Kavanaugh wrote a 2016 majority opinion overturning an NLRB ruling that allowed Verizon workers to display pro-union signs on company property despite having given up the right to picket in their collective bargaining agreement. Advocates argue that Kavanaugh’s consistent opposition to NLRB rulings stems from his well-known disagreement with the Chevron Doctrine, a legal principle established by a 1984 Supreme Court decision that stipulates that judges should defer to the expertise of federal agencies when they make reasonable rules or regulations.
One of Kavanaugh’s most high-profile dissents of NLRB authority was in a 2014 case against SeaWorld’s Florida theme park involving events depicted in the documentary Blackfish. When a killer-whale trainer died during a live show in 2010—the second death at the location—the Occupational Safety and Health Administration (OSHA) launched an investigation that found the theme park had willfully endangered its employees. The DC Circuit upheld the decision of a Department of Labor administrative judge, who ruled the theme park had violated OSHA guidelines and imposed a $7,000 fine.
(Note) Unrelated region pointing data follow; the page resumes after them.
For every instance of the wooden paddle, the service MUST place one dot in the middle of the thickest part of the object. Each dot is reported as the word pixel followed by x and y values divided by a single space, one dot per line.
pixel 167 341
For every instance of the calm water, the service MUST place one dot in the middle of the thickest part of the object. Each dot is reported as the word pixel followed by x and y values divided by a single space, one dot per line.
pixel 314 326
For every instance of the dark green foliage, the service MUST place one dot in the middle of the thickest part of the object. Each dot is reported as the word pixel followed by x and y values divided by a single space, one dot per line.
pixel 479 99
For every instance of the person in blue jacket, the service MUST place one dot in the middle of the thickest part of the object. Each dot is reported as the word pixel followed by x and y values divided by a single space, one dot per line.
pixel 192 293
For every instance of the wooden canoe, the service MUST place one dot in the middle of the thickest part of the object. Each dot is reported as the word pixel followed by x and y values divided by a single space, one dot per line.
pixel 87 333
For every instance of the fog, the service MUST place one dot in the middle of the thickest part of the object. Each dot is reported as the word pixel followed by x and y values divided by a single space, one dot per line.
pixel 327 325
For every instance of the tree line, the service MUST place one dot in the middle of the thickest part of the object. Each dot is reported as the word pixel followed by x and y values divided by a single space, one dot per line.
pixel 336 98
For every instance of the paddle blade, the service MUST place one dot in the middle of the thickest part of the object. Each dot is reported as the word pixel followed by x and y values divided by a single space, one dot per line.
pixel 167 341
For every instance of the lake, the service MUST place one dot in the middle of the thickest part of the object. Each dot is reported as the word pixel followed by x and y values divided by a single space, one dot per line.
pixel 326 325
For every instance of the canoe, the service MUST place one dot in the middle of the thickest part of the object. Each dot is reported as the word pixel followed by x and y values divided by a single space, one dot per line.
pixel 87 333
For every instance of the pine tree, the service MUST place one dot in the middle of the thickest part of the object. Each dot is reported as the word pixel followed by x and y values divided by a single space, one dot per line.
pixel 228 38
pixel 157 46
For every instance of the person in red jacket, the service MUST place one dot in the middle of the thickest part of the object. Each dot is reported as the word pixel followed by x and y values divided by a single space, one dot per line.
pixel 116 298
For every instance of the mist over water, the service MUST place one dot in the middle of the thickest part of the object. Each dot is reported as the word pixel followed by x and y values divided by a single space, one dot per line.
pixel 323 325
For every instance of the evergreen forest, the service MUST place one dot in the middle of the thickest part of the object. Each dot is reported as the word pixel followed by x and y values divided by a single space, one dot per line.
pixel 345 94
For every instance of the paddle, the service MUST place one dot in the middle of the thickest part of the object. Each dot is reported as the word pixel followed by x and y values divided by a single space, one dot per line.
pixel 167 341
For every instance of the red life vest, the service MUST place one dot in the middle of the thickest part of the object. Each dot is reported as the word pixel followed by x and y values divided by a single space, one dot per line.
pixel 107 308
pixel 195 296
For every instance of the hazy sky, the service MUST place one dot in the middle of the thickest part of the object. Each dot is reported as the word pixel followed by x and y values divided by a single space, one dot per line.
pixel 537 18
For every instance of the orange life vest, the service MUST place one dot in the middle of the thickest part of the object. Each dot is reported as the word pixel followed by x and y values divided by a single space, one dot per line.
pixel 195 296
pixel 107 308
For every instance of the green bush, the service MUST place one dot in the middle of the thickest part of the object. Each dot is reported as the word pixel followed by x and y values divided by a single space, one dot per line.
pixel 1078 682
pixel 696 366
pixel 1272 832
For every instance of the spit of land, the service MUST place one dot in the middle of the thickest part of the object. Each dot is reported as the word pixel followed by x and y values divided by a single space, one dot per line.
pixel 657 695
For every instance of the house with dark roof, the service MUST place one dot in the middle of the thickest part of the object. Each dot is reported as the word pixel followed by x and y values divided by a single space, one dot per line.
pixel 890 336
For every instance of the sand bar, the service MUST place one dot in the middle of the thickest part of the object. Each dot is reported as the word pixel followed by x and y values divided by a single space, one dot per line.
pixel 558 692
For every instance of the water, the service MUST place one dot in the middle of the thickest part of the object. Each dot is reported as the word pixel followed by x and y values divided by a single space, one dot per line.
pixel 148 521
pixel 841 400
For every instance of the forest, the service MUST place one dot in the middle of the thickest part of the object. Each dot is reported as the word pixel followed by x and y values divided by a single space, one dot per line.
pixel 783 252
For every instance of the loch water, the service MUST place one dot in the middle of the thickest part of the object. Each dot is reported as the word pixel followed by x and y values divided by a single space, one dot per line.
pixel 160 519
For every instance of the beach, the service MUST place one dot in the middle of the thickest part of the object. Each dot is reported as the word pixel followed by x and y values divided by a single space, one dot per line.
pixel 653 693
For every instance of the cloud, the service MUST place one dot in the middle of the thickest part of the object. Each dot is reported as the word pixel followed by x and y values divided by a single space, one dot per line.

In his dissent, Kavanaugh said OSHA was uncharacteristically trying to “stretch its general authority.” He said the SeaWorld employees’ position was no different than any other occupation where workers consent to put themselves in danger, comparing their work to tiger taming and football.
“When should we as a society paternalistically decide that the participants in these sports and entertainment activities must be protected from themselves—that the risk of significant physical injury is simply too great even for eager and willing participants?” he asked, calling the “physical risk…among the greatest forms of personal achievement for many who take part in these activities.”
Earlier this month, union organizers boasted that members had already sent hundreds of thousands of messages to Congress opposing Kavanaugh’s nomination to the Supreme Court. With only a week left before his confirmation hearings, unions are putting their final plans into action. In the remaining days, SEIU plans to push members in swing states to meet with their senators to urge a vote against Kavanaugh and work with other unions to drive phone calls to Capitol Hill as confirmation hearings commence.
“SEIU members know all too well how important the Supreme Court is to upholding our rights to join together in unions, keep our healthcare and cast our ballots. We’ve seen this court attack our rights earlier this summer in the Janus case,” Mary Kay Henry, international president of SEIU, wrote to Mother Jones in a statement. “All Americans need a fair-minded justice who understands that the law should provide everyone with a level playing field and believes that everyone is created equal. Judge Kavanaugh is not that person.”
Kavanaugh’s nomination comes after the Supreme Court handed down a major anti-union decision in June, when a 5-4 majority ruled in Janus v. AFSCME that non-union public sector employees cannot be forced to pay dues to the unions that negotiate for them. Justice Samuel Alito, writing the majority decision, called such dues a violation of “the free speech rights of nonmembers,” overturning a unanimous 1977 Supreme Court decision finding that union dues were not a threat to the First Amendment.
Justice Neil Gorsuch, who was nominated by President Donald Trump, was the deciding vote.
Correction: An earlier version of this article misstated the name of the National Labor Relations Board.